Exponential backoff.
Retry the way you re-text a silent friend: once soon, then with longer and longer gaps.
A friend has not answered your text. You give it a minute and send one more; still nothing, so you give it ten; after that, an hour. Forty messages in a row was never on the table — partly dignity, partly the knowledge that it would not help. Code calling a flaky service needs the same instinct, and by default it has none: a naive retry loop is forty texts a second.
Exponential backoff writes the instinct down. Retry quickly once, because most blips are over in milliseconds; then double the pause after every failure. A brief glitch is fixed on the second attempt, while a real outage meets callers who are, by the eighth attempt, mostly waiting quietly.
- Hello? Still me.1
Most failures are weather, not climate: a restart, a blip, a dropped packet. Weather deserves a retry.
- 2
The first pause is tiny on purpose — a glitch that lasts milliseconds should cost about that much.
- 3
Doubling stretches ten failures into minutes of waiting without anyone having to tune a schedule.
- 4
Instant retries are how a service’s own clients keep it on the floor after the original problem has passed.
- 5
Clients that failed in the same instant would retry in the same instant — the randomness breaks up the wave.
- 6
Patience needs an exit: cap the pause, budget the attempts, and report failure while the report still helps.

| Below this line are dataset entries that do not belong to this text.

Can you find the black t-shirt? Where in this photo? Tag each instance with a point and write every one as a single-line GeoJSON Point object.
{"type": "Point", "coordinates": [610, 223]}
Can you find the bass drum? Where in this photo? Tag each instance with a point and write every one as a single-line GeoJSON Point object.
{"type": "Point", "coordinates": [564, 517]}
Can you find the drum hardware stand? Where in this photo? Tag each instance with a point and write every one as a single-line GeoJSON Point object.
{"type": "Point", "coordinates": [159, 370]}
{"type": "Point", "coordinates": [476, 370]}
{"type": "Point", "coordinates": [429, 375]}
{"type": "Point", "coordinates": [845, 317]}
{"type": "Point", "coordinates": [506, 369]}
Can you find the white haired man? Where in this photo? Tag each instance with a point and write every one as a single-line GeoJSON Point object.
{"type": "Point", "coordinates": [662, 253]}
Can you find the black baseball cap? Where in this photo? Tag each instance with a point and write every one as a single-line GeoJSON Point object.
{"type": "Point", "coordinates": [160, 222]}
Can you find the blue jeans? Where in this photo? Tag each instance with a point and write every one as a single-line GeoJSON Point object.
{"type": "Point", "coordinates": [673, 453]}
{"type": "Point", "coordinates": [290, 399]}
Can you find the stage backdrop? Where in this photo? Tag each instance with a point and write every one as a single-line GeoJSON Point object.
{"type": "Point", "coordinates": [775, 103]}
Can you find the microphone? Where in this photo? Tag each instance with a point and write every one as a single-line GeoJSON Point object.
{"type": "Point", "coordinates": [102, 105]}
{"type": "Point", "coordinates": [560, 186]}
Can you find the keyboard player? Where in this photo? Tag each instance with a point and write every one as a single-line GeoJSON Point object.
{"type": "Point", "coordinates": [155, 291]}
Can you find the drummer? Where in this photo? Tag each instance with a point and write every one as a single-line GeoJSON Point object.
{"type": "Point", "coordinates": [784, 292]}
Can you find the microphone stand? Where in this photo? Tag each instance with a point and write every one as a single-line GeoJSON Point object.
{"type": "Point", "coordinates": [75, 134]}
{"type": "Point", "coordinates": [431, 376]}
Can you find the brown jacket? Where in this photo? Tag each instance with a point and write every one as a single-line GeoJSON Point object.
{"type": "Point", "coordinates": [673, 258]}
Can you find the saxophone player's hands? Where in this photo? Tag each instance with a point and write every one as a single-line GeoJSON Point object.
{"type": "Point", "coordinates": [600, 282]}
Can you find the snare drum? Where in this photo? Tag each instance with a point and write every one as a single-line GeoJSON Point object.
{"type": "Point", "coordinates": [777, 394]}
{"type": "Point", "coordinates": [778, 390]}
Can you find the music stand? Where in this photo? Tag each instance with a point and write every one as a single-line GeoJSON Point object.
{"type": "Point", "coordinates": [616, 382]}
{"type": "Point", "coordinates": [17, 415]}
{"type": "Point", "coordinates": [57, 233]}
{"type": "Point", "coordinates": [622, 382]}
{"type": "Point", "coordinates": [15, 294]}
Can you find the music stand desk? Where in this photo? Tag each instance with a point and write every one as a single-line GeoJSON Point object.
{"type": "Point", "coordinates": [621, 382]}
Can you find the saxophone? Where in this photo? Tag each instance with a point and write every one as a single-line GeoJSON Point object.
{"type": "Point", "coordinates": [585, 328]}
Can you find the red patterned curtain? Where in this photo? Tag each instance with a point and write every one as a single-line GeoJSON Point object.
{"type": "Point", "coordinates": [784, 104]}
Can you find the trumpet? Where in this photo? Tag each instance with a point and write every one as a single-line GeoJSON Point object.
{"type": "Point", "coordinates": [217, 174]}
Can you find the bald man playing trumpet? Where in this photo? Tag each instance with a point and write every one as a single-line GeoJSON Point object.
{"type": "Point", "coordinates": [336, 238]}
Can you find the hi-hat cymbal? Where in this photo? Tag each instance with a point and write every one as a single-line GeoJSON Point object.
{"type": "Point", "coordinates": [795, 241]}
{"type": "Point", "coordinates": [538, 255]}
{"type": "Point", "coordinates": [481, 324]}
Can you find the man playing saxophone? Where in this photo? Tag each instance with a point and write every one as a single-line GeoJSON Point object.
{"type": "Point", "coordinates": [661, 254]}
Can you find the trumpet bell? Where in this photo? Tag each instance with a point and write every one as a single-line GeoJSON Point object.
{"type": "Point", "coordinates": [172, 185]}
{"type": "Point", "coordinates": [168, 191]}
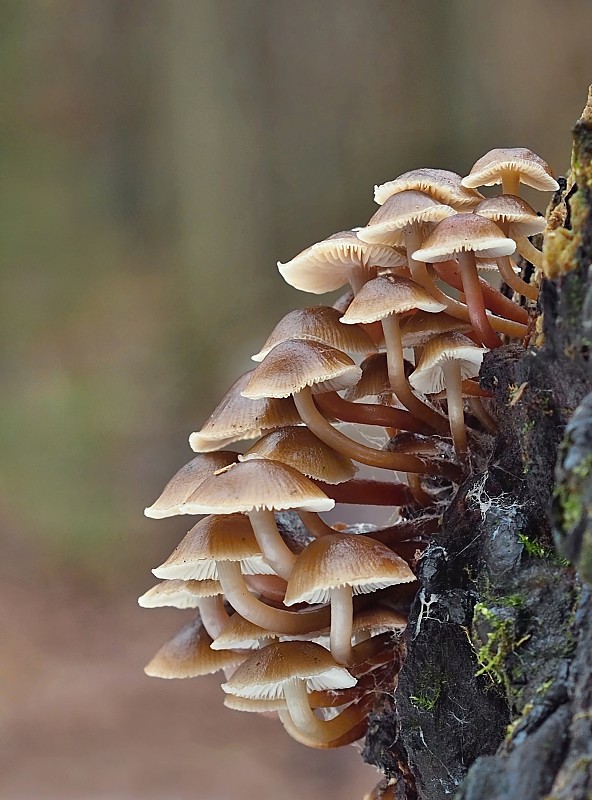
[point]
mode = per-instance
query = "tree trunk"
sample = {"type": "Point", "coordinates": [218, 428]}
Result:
{"type": "Point", "coordinates": [494, 697]}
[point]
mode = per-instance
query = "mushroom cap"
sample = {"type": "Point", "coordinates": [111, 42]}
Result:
{"type": "Point", "coordinates": [318, 324]}
{"type": "Point", "coordinates": [179, 594]}
{"type": "Point", "coordinates": [388, 224]}
{"type": "Point", "coordinates": [263, 674]}
{"type": "Point", "coordinates": [292, 365]}
{"type": "Point", "coordinates": [301, 449]}
{"type": "Point", "coordinates": [465, 233]}
{"type": "Point", "coordinates": [441, 184]}
{"type": "Point", "coordinates": [258, 484]}
{"type": "Point", "coordinates": [534, 172]}
{"type": "Point", "coordinates": [188, 655]}
{"type": "Point", "coordinates": [522, 217]}
{"type": "Point", "coordinates": [221, 537]}
{"type": "Point", "coordinates": [327, 265]}
{"type": "Point", "coordinates": [237, 417]}
{"type": "Point", "coordinates": [386, 295]}
{"type": "Point", "coordinates": [429, 376]}
{"type": "Point", "coordinates": [417, 329]}
{"type": "Point", "coordinates": [185, 482]}
{"type": "Point", "coordinates": [341, 559]}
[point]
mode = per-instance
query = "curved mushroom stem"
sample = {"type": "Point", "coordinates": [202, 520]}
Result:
{"type": "Point", "coordinates": [369, 414]}
{"type": "Point", "coordinates": [213, 614]}
{"type": "Point", "coordinates": [275, 551]}
{"type": "Point", "coordinates": [383, 459]}
{"type": "Point", "coordinates": [478, 410]}
{"type": "Point", "coordinates": [452, 377]}
{"type": "Point", "coordinates": [528, 251]}
{"type": "Point", "coordinates": [311, 726]}
{"type": "Point", "coordinates": [514, 281]}
{"type": "Point", "coordinates": [396, 371]}
{"type": "Point", "coordinates": [273, 619]}
{"type": "Point", "coordinates": [342, 615]}
{"type": "Point", "coordinates": [474, 295]}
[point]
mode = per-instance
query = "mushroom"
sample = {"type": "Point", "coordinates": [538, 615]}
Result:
{"type": "Point", "coordinates": [341, 258]}
{"type": "Point", "coordinates": [445, 361]}
{"type": "Point", "coordinates": [511, 166]}
{"type": "Point", "coordinates": [337, 566]}
{"type": "Point", "coordinates": [466, 236]}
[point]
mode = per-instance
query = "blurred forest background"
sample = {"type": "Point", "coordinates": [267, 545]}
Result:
{"type": "Point", "coordinates": [157, 158]}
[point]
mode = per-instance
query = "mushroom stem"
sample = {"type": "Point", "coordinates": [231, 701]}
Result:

The storm you cause yourself
Take a service that hiccups for two seconds under load. Every caller fails at once, so every caller retries at once — and the retry wave is bigger than the traffic that caused the hiccup, so it fails too, and breeds a bigger wave still. The dependency has recovered by now; its clients will not let it back up. Exponential backoff thins each successive wave, and jitter smears the survivors across time so no wave forms at all.
Knowing when to stop
Endless patience is its own bug. A caller still retrying after five minutes is holding a user’s request hostage to a dependency that may be down for the afternoon. Real implementations cap the pause so nothing waits absurdly long, cap the attempts or the total time, and then fail cleanly — often handing the decision to a circuit breaker that stops new calls from even trying for a while. Giving up on time is a feature.